DNA Technology – answers to the exercises

Exercise 1: Query a public database

Which effect has this variant?

It causes a translation stop; Glu1157X

What are the characteristics of the FASTA format?

The first line starts with > followed by the identifier of the sequence (gi number in case of Genbank, an accession code in other databases) and optionally a description of the sequence. The sequence is on the consecutive lines. https://en.wikipedia.org/wiki/FASTA_format

Exercise 2: Data conversion/translation

How many lines in a fastq file describe one sequence?

4 lines.

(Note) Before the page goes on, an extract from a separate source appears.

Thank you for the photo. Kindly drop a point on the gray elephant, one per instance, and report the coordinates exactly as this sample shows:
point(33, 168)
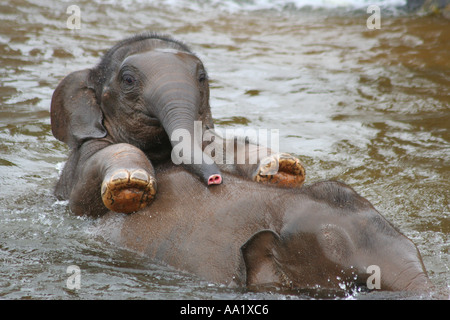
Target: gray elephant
point(117, 119)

The first contains the accession code, the second the sequence, the third an optional description and the fourth the base quality scores.

How many sequences does the FASTA file contain?

11,052 sequences

Which organism(s) are in the dataset?

Candidatus Acetothermus autotrophicum DNA, large contig sequence, contig 4

Exercise 3: Compare two sequences to identify mutations

Which mutation causes Sickle cell disease?

The sixth amino acid in the hemoglobin beta chain (HBB) is mutated from glutamic acid to valine (Glu6Val)

Identify the mutation which causes the change in amino acid

The amino acid “X” is not a variant. You see in the HBS sequence that some nucleotides are different from A, C, G or T. The other letters represent IUPAC codes (see IUPAC list). The “N” means that that base could not be determined. The “Y” represents a “T” or “C”, which in this case might or might not be the same as for the normal HBB.

Exercise 4: Pick primers to screen patients for the HBS mutation

Does the resulting primer set include the region with the mutation?

Yes! The easy way is to search for the start codon (ATG) in your browser and check if the sixth codon is included within the primer set.

What is the rs-id of the variant corresponding with the HBS phenotype?

rs334. In the dbSNP database you will find the frequency of the variant in different populations.

Exercise 5: Gene finding

What is wrong with this transcript?

The mutation in region 3713 (G>T) causes a translational stop. See the first exercise.